Gender and Minority Issues in Albania
The fall of communism and the transition to a free-market system has had a significant impact on gender relations and the position of women in South-East Europe. However, these issues have largely been ignored in the transition period, and in many countries they have been exacerbated by war. National and ethnic minorities in South-East Europe are often faced with discrimination, prejudice and other forms of abuse. Thus, the position of minority women in South-East Europe is particularly precarious; they are subject to double discrimination – as minorities and as women.This awareness-raising seminar, co-organized by the Women’s Center in Tirana, Albania and Minority Rights Group International (MRG), was held in Tirana on 12–13 September 2003. It is probably the first event of its kind, in seeking to focus on the interplay between gender and minority rights.The seminar brought minority-focused groups and women and gender-focused groups together, in order to bring gender equality and minority rights issues together.

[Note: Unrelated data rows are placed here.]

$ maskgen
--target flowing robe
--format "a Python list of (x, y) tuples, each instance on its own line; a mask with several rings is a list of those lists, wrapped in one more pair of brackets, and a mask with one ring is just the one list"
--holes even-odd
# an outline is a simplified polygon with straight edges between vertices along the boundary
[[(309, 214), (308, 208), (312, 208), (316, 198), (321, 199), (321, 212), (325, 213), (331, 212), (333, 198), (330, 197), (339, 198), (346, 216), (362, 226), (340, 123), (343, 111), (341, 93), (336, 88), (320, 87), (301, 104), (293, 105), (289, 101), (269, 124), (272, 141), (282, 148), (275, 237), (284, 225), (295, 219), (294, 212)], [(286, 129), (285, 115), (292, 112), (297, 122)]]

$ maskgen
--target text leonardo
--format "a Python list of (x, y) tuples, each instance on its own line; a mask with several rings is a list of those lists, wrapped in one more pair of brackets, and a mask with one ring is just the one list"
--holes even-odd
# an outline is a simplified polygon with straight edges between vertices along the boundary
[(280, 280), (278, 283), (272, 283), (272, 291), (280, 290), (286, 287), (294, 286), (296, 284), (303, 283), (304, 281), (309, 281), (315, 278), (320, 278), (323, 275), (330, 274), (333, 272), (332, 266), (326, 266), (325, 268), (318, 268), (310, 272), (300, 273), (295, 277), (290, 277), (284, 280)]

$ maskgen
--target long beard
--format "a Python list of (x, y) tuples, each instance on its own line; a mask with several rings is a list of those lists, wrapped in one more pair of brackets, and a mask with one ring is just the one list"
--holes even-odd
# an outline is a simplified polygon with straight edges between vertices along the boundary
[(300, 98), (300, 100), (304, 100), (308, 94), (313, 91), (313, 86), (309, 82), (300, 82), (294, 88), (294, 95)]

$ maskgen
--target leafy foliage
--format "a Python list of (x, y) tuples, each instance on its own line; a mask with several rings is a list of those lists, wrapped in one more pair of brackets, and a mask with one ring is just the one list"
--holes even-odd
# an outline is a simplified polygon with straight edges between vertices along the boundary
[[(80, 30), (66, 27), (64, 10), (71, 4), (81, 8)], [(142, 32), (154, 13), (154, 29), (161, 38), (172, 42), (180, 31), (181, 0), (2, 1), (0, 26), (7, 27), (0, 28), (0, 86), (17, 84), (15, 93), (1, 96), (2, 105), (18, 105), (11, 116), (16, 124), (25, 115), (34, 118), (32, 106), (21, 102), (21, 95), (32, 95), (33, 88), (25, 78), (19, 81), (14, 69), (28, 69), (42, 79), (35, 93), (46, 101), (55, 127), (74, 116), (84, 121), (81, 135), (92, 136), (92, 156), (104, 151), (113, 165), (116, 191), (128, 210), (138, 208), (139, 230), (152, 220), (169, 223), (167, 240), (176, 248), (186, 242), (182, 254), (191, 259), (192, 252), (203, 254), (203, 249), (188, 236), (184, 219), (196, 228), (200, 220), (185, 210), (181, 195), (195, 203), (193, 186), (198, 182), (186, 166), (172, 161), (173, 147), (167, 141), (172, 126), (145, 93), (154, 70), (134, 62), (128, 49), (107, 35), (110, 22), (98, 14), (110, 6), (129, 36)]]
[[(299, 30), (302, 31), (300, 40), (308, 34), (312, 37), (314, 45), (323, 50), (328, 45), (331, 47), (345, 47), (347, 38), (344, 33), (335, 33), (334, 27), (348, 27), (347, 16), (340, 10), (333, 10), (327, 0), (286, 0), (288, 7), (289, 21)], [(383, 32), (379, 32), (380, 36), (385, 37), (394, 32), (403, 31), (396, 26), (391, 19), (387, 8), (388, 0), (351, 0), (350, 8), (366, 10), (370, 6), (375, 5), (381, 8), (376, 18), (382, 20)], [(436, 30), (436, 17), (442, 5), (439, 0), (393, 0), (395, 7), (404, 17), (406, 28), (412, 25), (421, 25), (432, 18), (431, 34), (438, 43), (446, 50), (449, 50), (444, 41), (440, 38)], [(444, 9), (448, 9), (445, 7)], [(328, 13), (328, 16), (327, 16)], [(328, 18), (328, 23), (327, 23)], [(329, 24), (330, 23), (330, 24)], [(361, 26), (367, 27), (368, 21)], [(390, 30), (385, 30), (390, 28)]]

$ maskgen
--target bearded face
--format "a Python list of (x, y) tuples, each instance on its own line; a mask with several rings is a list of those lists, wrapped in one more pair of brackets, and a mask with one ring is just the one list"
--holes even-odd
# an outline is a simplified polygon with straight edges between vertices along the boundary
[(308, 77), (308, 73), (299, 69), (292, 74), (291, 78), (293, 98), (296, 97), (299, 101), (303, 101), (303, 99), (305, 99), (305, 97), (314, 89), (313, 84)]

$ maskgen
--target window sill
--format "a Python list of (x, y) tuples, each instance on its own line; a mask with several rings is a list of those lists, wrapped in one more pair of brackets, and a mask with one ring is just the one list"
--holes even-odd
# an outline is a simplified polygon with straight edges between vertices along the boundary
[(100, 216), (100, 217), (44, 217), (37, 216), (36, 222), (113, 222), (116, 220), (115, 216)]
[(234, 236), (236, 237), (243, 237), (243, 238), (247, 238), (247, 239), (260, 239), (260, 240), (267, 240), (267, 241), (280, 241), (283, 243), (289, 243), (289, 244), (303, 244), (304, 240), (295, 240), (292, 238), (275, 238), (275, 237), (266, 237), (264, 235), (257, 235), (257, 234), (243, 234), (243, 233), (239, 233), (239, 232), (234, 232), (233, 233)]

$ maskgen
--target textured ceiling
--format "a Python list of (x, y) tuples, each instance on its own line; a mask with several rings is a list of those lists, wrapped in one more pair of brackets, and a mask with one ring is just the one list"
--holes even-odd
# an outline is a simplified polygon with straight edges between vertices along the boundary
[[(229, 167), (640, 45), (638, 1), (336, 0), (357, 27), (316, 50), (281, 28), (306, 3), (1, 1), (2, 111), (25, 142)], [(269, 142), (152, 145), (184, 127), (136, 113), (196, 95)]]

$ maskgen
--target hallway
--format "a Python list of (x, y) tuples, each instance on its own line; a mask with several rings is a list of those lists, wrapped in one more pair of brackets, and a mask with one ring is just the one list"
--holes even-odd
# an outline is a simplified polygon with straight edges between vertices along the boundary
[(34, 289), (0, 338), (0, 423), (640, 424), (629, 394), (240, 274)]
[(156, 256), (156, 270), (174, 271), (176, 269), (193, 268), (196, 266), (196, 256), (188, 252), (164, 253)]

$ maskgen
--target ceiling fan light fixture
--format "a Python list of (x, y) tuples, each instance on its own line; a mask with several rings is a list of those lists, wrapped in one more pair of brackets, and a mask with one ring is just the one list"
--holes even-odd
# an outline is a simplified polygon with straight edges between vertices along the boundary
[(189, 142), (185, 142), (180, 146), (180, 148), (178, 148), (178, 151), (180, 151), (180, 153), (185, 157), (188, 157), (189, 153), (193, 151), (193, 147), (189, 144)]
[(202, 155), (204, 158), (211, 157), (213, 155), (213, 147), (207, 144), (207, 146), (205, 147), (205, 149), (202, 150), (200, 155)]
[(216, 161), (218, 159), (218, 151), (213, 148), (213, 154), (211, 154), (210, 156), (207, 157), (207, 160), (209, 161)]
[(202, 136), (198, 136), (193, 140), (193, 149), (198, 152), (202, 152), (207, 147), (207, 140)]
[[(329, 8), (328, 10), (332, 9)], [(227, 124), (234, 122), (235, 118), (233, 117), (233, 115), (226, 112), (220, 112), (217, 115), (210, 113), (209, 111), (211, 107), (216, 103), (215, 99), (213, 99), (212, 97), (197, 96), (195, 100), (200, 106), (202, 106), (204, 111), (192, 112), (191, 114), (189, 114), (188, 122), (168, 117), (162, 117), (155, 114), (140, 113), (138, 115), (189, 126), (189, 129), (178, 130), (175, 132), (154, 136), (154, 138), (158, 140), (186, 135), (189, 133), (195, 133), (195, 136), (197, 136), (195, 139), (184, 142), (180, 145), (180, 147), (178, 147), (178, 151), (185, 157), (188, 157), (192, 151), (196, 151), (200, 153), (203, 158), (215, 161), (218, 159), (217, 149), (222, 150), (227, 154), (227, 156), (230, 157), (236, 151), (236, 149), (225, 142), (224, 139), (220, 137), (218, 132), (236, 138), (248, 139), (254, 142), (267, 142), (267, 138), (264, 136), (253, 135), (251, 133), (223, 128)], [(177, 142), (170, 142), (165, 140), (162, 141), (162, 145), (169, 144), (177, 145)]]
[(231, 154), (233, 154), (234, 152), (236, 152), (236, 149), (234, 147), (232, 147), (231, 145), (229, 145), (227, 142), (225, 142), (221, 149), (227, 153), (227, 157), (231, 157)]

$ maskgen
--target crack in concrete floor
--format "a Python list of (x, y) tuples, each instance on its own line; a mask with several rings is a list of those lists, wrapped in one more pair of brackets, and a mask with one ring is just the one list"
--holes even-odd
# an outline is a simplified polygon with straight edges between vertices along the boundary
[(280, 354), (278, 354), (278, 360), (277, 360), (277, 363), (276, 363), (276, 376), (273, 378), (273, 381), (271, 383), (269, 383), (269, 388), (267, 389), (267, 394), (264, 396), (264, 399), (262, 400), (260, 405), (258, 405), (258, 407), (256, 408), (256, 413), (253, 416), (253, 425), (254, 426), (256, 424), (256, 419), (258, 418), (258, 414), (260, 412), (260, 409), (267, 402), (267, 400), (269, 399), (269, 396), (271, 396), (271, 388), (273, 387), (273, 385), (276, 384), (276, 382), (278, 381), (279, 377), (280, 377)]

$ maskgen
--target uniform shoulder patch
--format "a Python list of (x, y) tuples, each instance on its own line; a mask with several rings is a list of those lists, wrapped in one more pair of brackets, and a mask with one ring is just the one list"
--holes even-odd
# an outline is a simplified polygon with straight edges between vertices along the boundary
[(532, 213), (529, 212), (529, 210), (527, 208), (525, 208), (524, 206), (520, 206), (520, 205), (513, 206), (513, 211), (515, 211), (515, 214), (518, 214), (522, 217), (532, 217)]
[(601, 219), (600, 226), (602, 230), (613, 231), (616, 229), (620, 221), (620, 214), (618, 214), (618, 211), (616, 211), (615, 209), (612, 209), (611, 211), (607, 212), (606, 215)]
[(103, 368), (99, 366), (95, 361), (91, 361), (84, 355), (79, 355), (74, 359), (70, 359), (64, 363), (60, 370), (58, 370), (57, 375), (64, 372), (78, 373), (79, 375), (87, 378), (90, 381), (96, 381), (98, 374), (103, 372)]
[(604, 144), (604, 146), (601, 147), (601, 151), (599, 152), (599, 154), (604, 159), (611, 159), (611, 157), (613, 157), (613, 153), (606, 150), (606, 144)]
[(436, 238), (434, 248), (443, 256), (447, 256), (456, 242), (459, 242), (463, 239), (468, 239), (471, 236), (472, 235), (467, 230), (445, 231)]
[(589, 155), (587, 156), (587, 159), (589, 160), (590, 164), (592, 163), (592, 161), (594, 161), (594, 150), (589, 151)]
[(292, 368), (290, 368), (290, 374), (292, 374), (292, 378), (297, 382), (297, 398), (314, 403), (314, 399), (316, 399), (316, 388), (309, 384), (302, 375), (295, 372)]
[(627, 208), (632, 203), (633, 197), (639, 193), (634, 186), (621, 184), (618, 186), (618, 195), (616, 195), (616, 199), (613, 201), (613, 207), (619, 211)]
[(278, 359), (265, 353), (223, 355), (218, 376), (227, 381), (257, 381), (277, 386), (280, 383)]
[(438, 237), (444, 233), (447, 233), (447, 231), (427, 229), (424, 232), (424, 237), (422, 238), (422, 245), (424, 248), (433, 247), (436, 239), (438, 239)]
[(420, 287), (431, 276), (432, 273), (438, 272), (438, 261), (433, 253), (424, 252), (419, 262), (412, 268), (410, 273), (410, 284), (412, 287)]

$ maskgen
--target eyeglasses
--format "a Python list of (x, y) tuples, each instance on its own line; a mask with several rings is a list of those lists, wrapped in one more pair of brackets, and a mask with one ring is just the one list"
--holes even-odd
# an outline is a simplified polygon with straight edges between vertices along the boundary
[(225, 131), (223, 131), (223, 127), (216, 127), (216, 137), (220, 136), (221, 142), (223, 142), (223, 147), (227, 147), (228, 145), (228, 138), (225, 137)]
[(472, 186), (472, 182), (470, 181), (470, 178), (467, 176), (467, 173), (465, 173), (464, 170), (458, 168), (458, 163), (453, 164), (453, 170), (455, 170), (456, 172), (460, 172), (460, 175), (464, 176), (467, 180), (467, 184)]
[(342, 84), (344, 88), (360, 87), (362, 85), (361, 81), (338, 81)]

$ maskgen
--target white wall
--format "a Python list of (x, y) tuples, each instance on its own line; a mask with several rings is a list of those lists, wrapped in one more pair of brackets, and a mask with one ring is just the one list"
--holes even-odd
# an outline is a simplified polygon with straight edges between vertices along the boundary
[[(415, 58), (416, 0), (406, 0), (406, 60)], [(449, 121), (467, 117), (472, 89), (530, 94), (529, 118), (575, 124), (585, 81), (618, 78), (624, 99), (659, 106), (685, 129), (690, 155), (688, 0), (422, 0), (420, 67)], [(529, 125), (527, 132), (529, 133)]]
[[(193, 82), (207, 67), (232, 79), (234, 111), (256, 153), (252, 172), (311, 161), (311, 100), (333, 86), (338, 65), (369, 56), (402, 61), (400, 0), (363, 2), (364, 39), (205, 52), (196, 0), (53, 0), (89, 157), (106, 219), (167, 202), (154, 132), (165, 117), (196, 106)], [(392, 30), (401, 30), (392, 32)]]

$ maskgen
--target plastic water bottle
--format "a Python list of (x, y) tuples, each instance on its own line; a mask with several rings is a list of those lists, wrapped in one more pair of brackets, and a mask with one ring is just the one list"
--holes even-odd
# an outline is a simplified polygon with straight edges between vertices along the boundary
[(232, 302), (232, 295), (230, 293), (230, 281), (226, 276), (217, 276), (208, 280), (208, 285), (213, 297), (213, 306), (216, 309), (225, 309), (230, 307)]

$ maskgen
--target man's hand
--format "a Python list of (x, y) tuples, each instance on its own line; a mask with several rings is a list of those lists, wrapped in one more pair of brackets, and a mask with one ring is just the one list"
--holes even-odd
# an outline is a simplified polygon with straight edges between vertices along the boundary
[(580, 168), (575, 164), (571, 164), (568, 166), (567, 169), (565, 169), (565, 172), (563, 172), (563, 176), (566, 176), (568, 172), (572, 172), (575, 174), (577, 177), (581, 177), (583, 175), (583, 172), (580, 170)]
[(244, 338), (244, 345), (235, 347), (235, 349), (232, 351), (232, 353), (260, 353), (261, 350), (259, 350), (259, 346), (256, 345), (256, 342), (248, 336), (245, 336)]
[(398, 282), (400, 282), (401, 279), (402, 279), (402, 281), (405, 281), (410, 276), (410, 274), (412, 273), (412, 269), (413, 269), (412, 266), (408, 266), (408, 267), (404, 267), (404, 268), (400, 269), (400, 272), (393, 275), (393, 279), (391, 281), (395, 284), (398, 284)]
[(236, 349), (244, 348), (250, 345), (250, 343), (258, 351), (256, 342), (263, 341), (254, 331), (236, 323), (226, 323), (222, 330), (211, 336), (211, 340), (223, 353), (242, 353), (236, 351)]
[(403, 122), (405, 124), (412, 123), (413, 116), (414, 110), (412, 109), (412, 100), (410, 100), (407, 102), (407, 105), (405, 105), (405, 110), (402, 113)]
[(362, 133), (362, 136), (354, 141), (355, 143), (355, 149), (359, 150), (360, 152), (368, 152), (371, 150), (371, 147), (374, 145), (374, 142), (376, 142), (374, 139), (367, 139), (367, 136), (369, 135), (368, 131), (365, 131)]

Participants included activists and representatives from nongovernmental organizations (NGOs) and from women’s, minority and human rights groups, as well as representatives from the international community, research centres and from the Albanian government, with both female and male participants. Participants came from Albania, Bosnia and Herzegovina, Bulgaria, Hungary, Romania, Serbia and Montenegro and the United Kingdom (UK).The seminar aimed to:
- introduce women’s issues and perspectives to the minority rights discourse and vice versa;
- analyse how international and national instruments protecting women’s and minority rights can be better implemented;
- provide an opportunity for participants to discuss the major women’s rights and minority rights issues in South-East Europe;
- develop strategies to address practical problems faced by minority women and share good practice; and
- encourage cooperation among different bodies (NGOs, governments, international organizations, etc.) working on minority and women’s rights.
The discussions largely centred on issues facing women and minorities, rather than issues facing women and men within minority communities. As the seminar was held in Albania and most participants were from Albania, much of the discussion focused on Albania, while also often pertaining to other regions of South-East Europe.